He shrugged. "You never know what formal occasions I'll be forced to attend with you."
"We'll cut out early for all of them, I promise," she laughed, knowing that his statement was very true.
He tied his bag up, obviously finished, and brought it to rest by the front door. "Is there anything else you have to do?" he asked. She shook her head.
"No. I never even bother unpacking when we go places, and I finished all the official paperwork last night and put it away."
"Splendid!" Tarrant announced, clapping his hands together. "Then perhaps you'll agree that a celebration is in order?"

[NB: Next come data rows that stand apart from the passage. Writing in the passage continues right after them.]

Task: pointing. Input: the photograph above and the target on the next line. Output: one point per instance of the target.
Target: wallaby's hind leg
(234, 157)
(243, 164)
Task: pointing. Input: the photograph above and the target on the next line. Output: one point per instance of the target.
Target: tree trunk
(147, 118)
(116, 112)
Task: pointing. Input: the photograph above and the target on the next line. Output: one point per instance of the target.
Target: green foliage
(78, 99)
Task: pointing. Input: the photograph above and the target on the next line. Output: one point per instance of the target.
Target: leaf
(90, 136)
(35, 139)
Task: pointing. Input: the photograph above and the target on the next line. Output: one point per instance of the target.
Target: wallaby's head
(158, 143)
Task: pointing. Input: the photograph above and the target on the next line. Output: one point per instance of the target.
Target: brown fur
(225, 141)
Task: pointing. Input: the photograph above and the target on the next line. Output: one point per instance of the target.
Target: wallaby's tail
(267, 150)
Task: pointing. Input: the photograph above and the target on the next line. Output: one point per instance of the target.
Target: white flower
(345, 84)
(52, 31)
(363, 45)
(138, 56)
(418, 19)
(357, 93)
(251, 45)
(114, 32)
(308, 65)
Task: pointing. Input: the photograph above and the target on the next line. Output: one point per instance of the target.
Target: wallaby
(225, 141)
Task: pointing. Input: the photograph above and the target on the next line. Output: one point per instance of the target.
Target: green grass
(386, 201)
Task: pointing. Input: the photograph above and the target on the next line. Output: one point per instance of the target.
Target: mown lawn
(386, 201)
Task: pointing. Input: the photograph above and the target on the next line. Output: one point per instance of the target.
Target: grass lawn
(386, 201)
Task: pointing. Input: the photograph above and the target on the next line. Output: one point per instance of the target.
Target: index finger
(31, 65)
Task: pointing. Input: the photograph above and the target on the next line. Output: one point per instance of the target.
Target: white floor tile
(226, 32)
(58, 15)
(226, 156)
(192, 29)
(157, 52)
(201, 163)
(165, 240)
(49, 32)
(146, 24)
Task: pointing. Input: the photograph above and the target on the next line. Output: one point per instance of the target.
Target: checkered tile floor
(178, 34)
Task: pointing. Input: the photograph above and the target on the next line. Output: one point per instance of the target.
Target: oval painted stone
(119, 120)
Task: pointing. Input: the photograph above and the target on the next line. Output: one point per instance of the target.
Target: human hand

They did not get drunk. This was a very important point, Alice thought later as she drifted off to sleep on Tarrant's bed. They were not having a drunken one-night stand, nor was she rushing into a relationship. They had merely decided, under a very small influence – so small it barely counted, really – that it would be easier for them to meet the carriage that would take them to the train together.
The fact that the carriage was meeting them at the inn where Alice was staying at never crossed their minds. Nor did taking off their clothes, apparently, and Alice and Tarrant very quickly fell asleep on top of the covers, fully clothed, with their fingertips barely brushing. In fact, it was all very chaste.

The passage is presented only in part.